“Ruffling Feathers Is Part of the Job Of UN High Commissioner for Human Rights”

August 1st, 2008

This is what Louis Arbor of Canada, former UN High Commissioner for Human Rights, said before she left the office in June. Coming to this position from her previous job as Chief Prosecutor to the UN War Crimes Tribunal, she was known to have ruffled some feathers by taking a tough stance on the human rights record of some countries, especially those sitting on the Human Rights Council. Judge Navanethem Pillay of South Africa, Secretary-General Ban Ki-Moon’s nominee as the new High Commissioner for Human Rights, has just been confirmed by consensus by the United Nations General Assembly to begin her work in Geneva on the 1st of September. Qualification for this post, according to the General Assembly, is that a person has to be of high moral standing with personal integrety and possess expertise in the field of human rights and the general knowledge and understanding of diverse cultures necessary for impartial, objective, non-selective and effective performance of her duties.

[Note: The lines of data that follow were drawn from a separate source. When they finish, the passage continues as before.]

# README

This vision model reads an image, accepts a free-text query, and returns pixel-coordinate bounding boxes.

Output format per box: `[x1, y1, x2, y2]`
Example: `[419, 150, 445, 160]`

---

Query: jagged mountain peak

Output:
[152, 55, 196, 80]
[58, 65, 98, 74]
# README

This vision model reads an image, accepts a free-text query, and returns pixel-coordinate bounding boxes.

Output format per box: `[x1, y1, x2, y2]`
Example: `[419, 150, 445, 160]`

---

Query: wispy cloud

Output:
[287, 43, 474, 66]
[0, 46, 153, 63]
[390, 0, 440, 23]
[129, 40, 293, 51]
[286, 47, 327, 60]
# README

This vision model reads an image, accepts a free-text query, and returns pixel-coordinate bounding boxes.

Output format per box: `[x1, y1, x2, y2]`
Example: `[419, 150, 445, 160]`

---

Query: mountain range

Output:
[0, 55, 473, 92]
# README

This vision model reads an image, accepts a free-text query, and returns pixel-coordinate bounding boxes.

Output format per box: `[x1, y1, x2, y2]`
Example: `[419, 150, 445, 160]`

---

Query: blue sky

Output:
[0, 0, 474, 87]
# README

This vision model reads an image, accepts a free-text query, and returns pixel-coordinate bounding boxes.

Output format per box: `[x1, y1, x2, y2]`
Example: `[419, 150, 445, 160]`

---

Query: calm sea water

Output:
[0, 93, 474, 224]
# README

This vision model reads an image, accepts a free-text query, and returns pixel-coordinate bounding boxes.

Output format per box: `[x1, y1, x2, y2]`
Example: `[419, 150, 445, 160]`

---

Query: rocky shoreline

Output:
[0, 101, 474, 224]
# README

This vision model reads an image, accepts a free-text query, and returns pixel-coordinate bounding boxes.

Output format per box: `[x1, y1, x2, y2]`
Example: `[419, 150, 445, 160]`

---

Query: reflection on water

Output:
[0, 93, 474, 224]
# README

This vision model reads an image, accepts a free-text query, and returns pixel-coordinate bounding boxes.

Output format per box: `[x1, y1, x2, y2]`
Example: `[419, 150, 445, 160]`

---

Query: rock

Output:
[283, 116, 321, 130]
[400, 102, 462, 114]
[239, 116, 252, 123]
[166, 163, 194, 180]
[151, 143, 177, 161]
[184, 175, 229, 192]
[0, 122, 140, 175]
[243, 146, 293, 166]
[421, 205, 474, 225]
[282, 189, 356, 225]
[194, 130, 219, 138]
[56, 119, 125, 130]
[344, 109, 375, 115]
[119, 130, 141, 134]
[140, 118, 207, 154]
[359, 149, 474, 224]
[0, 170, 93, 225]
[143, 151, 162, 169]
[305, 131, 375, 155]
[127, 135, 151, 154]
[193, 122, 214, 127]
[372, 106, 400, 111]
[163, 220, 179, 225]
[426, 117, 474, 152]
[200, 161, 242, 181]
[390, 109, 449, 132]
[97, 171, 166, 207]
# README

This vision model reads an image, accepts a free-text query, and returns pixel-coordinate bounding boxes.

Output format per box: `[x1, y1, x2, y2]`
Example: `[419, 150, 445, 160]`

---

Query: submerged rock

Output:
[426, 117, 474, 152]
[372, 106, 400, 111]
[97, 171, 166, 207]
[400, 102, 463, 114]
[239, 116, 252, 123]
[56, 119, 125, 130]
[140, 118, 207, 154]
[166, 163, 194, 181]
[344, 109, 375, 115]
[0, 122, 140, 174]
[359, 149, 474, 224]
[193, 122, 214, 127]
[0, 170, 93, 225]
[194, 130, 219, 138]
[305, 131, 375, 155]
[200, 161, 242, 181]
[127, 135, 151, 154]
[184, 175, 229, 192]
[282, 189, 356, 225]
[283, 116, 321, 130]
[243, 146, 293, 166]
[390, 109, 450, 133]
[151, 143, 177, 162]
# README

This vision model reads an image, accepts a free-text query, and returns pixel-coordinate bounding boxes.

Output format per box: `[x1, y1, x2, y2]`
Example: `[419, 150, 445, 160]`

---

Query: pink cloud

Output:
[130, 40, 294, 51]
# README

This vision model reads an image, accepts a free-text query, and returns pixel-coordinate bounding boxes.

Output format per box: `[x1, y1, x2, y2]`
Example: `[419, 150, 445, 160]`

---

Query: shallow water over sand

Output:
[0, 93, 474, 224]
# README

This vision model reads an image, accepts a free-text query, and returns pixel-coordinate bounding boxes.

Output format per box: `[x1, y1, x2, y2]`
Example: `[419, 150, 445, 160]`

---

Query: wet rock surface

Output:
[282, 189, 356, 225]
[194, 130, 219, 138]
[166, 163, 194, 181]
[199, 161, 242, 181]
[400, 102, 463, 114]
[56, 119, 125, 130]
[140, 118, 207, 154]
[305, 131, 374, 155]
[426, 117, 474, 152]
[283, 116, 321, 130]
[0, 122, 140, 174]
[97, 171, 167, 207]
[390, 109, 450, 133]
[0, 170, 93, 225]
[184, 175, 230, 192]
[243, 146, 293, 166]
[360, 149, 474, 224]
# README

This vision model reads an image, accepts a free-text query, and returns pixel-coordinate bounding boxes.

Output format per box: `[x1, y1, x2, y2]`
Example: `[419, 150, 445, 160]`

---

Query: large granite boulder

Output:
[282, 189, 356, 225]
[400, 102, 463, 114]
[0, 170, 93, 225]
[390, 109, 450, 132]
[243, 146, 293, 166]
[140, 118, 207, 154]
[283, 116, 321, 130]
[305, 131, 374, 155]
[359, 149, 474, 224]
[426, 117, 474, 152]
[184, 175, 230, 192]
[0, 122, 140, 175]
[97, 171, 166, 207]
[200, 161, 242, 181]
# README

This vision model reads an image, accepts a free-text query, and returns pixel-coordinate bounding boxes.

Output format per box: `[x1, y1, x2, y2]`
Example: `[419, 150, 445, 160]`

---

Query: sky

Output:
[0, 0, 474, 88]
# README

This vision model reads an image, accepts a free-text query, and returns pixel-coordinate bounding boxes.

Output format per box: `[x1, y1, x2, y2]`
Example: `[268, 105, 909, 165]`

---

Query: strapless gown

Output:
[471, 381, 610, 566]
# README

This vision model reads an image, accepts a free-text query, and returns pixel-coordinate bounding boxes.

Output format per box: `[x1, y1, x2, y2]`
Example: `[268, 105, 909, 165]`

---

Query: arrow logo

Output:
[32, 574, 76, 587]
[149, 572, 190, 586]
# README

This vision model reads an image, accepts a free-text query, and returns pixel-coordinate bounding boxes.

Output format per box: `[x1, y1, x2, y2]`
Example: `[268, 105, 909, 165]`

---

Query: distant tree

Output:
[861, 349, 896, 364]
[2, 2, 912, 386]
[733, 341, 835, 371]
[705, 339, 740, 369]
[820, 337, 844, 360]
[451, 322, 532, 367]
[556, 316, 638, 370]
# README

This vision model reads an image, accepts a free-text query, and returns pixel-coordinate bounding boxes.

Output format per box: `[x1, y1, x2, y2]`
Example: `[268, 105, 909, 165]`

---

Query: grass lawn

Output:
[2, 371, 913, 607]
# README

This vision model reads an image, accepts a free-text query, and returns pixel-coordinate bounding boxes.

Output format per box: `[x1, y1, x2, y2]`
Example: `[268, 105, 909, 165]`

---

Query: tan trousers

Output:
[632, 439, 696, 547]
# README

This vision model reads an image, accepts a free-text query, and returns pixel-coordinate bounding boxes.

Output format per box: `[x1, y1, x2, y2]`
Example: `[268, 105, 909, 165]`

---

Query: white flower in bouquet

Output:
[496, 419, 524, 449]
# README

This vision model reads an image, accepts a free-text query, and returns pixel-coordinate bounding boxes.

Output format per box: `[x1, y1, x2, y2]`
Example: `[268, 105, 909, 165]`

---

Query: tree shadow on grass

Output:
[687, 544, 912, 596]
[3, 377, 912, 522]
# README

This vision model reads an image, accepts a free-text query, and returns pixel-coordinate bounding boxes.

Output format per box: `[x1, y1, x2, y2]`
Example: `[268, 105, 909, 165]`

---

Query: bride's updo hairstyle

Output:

Judge Pillay will carry on her new job within the framework of the Charter of the United Nations and the Universal Declaration of Human Rights. “Ruffling Feathers” is nothing new to her seeing from her background. She had many years of experience in fighting against Apartheid, domestic violence and other human right abuses in her country. She was put under South African Police surveillance when she successfully appealed to the provincial court which gave Mandela and his fellow inmates some very basic legal rights. Her new job as the UN High Commissioner for Human Rights will require more international diplomacy on the occasions that she will be called to defend victims of human rights abuses by their own government. She will be expected to make the existing human right machinery work in order to renew public confidence in the United Nations. As a global advocate for human rights, she has an important task to strengthen governmental and non-governmental institutions created for human rights education and training. The High Commissioner for Human Rights job is one of the most difficult jobs in the World with high expectations from all levels of society from local, regional and global. I want to join others in congratulating her for this important appointment and to wish her well in her important task of promoting values, beliefs and attitudes that encourage all individuals to uphold their own rights and those of others.